The post-pandemic labor market is in a unique period. Today, there are a record 9.3 million job openings, leaving employers struggling to staff their companies and satisfy the resurgence in consumer demand. This has pushed businesses to raise hourly wages, offer better compensation packages, and even pay applicants to come for an interview to attract swimmers in the talent pool. But while the pendulum has shifted in favor of employees, it is a double-edged sword: Inflation is eating away at those fatter paychecks. Indeed, it is another hiccup in the nation’s economic recovery, creating a no-win situation for millions of Americans who have endured COVID and the state over the last 18 months.
The Employment Cost Index
The Employment Cost Index, a gauge of overall employee compensation, tumbled in the second quarter and is now 2% below the pre-crisis level, with wages and salaries also expanding at a faster pace than benefits.

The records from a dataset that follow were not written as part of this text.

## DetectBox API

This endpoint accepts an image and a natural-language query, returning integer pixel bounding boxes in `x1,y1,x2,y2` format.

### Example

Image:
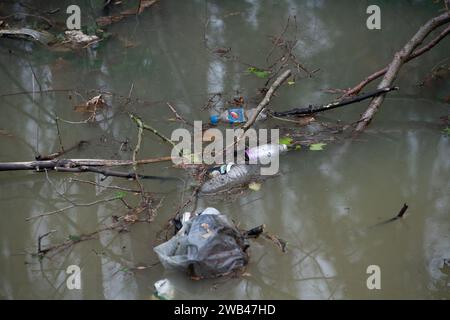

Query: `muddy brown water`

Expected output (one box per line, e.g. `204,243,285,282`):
0,0,450,299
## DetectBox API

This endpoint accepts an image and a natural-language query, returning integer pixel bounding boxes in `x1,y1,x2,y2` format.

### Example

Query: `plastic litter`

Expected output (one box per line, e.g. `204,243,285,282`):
153,279,175,300
246,143,287,162
209,108,267,125
153,208,249,279
200,164,260,194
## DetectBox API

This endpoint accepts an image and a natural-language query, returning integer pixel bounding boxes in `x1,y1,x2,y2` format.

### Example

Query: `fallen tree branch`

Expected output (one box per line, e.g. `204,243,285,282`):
35,140,88,161
270,87,398,117
373,203,408,227
0,157,172,171
341,26,450,99
354,12,450,135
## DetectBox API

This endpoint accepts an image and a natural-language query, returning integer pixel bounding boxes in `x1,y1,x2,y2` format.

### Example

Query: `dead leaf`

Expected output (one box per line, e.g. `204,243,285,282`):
74,94,106,113
248,182,261,191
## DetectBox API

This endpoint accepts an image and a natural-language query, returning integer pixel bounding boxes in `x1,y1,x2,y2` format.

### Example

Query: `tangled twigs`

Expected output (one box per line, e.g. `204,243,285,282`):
353,12,450,135
271,87,398,117
38,230,56,255
341,26,450,99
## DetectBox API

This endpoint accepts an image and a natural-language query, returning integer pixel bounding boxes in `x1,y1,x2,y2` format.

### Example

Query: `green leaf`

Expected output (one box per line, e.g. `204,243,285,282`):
247,67,270,78
278,137,293,146
248,182,261,191
309,143,327,151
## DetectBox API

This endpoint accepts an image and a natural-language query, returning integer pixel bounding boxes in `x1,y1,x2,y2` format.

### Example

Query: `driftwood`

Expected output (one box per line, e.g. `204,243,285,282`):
374,203,408,227
341,26,450,98
354,12,450,134
271,87,398,117
0,157,178,180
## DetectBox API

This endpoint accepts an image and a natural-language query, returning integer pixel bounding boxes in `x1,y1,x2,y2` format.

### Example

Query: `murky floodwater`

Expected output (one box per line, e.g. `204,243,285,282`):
0,0,450,299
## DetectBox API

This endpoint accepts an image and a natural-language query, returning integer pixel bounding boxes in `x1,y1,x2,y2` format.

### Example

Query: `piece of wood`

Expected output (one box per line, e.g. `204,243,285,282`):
353,12,450,136
271,87,398,117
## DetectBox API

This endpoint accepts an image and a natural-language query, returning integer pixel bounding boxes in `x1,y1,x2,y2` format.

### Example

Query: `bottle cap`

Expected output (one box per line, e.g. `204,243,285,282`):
209,114,219,124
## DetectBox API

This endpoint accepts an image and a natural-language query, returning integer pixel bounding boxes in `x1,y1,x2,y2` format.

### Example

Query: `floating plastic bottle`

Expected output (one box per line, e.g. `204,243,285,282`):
200,164,259,194
246,143,287,164
209,108,267,124
153,279,175,300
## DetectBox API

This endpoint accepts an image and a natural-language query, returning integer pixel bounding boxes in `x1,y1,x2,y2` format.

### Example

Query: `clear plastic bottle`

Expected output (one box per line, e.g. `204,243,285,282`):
209,108,267,124
200,164,259,194
245,143,287,164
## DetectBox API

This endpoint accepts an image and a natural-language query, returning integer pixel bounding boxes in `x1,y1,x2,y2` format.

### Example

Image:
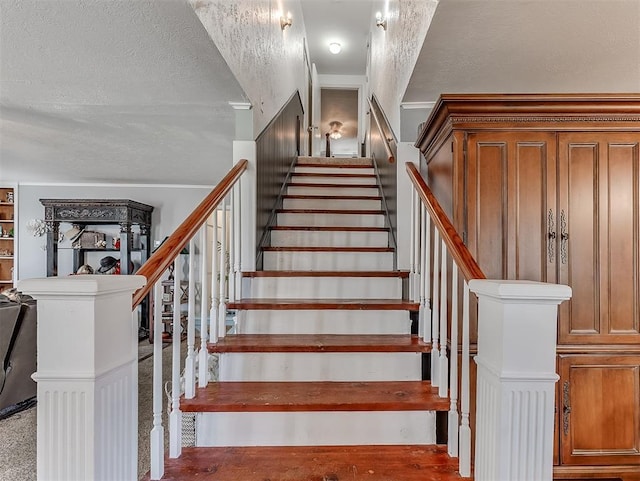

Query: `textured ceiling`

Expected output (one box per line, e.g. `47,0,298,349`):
403,0,640,102
0,0,245,184
301,0,382,75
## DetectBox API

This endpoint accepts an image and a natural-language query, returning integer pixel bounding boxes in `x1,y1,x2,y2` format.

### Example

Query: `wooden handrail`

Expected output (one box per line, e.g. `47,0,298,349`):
133,159,249,309
367,97,396,164
406,162,487,282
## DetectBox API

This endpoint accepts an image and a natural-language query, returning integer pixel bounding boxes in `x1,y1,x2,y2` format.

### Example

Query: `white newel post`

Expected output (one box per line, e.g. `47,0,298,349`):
469,280,571,481
19,275,146,481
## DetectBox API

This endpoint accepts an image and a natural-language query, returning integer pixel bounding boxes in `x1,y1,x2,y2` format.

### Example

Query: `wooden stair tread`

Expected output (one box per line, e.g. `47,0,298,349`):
209,334,431,353
291,172,376,179
143,445,464,481
180,381,449,412
242,271,409,279
269,225,389,232
262,246,393,252
282,194,382,200
227,298,420,311
276,209,384,215
287,182,378,190
296,162,373,169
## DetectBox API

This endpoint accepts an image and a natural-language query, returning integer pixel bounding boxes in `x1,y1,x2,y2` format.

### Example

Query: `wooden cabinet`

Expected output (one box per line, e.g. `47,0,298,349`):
558,354,640,465
0,187,18,291
416,94,640,480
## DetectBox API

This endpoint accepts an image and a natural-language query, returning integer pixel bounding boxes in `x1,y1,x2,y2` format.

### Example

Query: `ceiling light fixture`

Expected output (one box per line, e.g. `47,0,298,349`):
280,12,291,30
376,12,387,30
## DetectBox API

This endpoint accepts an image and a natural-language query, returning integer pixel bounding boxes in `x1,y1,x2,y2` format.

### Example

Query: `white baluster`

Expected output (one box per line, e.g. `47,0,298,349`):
150,281,164,480
218,198,229,337
418,202,431,341
169,254,182,458
227,188,236,302
198,222,209,387
233,182,242,300
438,240,449,397
459,281,471,478
431,229,440,386
447,262,460,458
422,210,432,341
411,190,423,301
184,239,196,399
409,188,417,301
209,207,220,344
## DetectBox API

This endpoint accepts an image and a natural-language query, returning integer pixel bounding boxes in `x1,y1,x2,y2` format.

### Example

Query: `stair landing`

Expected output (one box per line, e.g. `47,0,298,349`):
143,445,473,481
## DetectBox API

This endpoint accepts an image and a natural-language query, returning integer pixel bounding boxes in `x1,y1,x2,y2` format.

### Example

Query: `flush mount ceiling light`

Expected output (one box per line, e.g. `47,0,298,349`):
280,12,291,30
376,12,387,30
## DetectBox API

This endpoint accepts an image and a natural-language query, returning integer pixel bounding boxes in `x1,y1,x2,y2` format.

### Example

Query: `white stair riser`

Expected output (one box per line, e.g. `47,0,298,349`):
282,199,382,210
293,165,375,175
271,230,389,247
243,277,402,299
196,411,436,447
277,212,384,227
236,309,411,335
287,185,380,196
290,174,377,185
263,251,393,271
219,352,422,382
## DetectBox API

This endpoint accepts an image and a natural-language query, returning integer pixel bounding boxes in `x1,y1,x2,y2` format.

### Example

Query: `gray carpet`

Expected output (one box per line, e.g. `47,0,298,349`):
0,341,175,481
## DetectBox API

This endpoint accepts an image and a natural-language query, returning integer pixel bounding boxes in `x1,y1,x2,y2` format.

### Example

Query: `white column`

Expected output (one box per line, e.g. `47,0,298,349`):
469,280,571,481
18,275,146,481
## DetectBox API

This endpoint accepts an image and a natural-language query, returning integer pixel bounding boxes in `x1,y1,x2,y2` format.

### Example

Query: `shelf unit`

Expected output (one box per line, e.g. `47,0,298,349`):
0,187,18,291
40,199,153,337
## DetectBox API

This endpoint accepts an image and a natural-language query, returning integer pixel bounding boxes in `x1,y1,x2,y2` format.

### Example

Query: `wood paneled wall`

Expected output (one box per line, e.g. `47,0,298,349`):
256,91,304,269
370,97,398,251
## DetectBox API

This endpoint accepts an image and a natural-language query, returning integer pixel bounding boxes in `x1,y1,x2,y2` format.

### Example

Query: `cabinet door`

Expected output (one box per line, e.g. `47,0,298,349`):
558,132,640,344
558,354,640,465
465,132,556,282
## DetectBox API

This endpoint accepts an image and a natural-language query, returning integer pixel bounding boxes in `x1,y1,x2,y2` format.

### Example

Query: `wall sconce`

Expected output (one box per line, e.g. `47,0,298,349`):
329,120,342,140
376,12,387,30
280,12,291,30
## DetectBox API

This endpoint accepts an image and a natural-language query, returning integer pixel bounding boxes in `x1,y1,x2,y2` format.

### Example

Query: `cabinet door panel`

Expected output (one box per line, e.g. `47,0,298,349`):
466,132,556,282
603,143,638,334
559,133,640,343
559,355,640,465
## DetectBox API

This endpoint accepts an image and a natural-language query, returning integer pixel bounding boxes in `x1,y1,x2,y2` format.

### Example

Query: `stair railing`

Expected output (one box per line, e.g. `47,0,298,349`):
133,159,248,480
406,162,486,477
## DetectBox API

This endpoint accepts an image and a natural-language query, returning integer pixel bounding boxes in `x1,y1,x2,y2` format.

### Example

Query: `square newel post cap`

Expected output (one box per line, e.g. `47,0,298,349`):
469,279,571,304
18,274,147,299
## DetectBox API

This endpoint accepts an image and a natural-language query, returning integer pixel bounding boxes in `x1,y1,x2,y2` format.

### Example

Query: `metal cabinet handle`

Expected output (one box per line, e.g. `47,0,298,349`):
560,209,569,264
562,381,571,436
547,209,556,262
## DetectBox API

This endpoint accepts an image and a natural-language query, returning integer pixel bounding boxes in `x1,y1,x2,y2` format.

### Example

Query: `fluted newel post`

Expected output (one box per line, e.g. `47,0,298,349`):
469,280,571,481
18,275,146,481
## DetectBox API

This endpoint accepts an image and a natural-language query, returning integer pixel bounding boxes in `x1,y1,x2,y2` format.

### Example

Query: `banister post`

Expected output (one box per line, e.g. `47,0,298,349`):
469,280,571,481
19,275,146,481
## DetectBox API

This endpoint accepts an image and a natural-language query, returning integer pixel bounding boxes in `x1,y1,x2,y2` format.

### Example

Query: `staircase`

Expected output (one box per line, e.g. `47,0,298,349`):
147,157,461,481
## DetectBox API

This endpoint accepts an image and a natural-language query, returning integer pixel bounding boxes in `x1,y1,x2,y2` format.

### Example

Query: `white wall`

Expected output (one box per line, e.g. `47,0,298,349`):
369,0,437,138
17,184,212,279
189,0,307,135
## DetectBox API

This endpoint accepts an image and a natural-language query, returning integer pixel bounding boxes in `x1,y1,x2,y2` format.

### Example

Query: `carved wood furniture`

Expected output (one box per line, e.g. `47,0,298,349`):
40,199,153,336
416,94,640,480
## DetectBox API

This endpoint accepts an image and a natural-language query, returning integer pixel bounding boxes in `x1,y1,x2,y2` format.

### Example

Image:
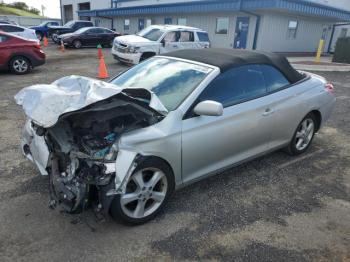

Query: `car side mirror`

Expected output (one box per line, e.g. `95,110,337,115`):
193,100,224,116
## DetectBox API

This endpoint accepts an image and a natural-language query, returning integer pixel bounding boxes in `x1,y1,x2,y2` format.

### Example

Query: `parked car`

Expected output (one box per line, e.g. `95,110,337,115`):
58,27,120,48
0,20,18,25
112,25,210,64
48,20,94,43
0,32,45,75
0,24,38,41
29,21,60,41
15,49,335,224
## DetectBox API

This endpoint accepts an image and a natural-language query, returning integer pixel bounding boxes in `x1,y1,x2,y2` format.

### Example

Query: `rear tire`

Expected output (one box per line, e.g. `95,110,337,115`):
35,31,44,41
73,40,83,49
9,56,32,75
110,157,175,225
140,53,156,62
287,113,318,156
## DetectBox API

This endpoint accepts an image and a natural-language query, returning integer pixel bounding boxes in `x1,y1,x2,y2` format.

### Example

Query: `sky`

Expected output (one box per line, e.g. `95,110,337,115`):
4,0,61,18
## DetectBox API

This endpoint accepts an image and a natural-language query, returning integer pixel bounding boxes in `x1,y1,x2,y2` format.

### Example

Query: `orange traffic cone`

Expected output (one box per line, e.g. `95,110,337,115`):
98,56,109,79
43,36,49,47
60,41,66,52
97,45,103,59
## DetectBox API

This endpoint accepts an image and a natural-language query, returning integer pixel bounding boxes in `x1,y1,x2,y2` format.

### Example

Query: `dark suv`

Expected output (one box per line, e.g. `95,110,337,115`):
48,20,94,43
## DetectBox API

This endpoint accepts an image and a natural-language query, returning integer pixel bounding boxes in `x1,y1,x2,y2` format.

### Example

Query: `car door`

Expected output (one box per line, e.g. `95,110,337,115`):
0,33,10,68
182,65,272,183
80,28,98,46
178,31,200,49
160,31,180,54
0,25,22,38
96,28,110,45
259,65,309,148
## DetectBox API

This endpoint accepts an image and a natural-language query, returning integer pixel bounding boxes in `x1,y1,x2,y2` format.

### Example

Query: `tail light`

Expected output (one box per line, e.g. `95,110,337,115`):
324,83,334,93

Although compensation surged at a seasonally adjusted 2.8% during the April-June period, the consumer price index (CPI) ballooned at an annualized rate of 5.4%. Put simply, the rising cost of living is canceling out the gain in earnings.
Everything in the marketplace is becoming more expensive. Food prices are soaring, a gallon of gasoline costs more, and the cost of shelter itself continues to imbibe a greater share of household income. This is in addition to surging tuition, automobiles, and a diverse array of consumer goods. If the skyrocketing producer price index (PPI) and the University of Michigan’s cratering consumer sentiment are also factored into the broader view of the economy, short- to medium-term
“The hot economy is heating prices more than it is heating wages,” said Jason Furman, an economics professor at Harvard University, in an interview with CNN.
Is More Bidenflation Ahead?
White House Press Secretary Jen Psaki recently claimed that the current administration had “long anticipated” higher inflation. However, based on the remarks of President Joe Biden and Treasury Secretary Janet Yellen, nobody in 1600 Pennsylvania Avenue expected the CPI, the PPI, or the personal consumption expenditures (PCE) price index to spike as much as they have. In March, for example, Yellen said at a Wall Street Journal event: “I don’t think there’s going to be an inflationary problem.” She has now conceded that red-hot inflation could be a fixture of the economy for another year.
Even the Federal Reserve had dismissed rising inflation only until recently. The leadership at the Eccles Building has ostensibly evolved on the issue: venturing from inflation not existing to growing costs being transitory. Others, such as St. Louis Fed Bank President James Bullard and Kansas City Fed Chief Esther George, now think it is time to begin trimming the institution’s $120-billion-a-month quantitative easing (QE) program in response to the escalating inflationary picture and rebounding economy.
But, if nothing changes at the monetary or fiscal level, will higher price inflation persist? President Biden has become so desperate to curb energy prices that he is pleading with the Organization of the Petroleum Exporting Countries (OPEC) and its allies, OPEC+, to ramp up output and flood the global crude markets with more oil. The cartel has frozen production for a little more than a year, but as the international marketplace normalizes, the group is beginning to restart operations. With festering demand fears, energy commodities could slip into a surplus, allowing prices to ease and preventing motorists from paying more at the pump.
What’s Next for the Job Market?
The U.S. job market is coming across a myriad of hurdles to overcome: personnel shortages, climbing prices, the spread of the Delta and Lambda variants, and sweetened federal benefits. Another concern is the type of job creation occurring in the United States. The July jobs report was sizzling, but the main problem was that most of the new 943,000 employment gains were restaurant and government jobs. Plus, is it job creation if the economy is recuperating the lost hospitality and leisure positions from before the coronavirus pandemic? At present, workers are in the driver’s seat and steering the economic rebound, but inflation in the rear-view mirror is closer than they may think.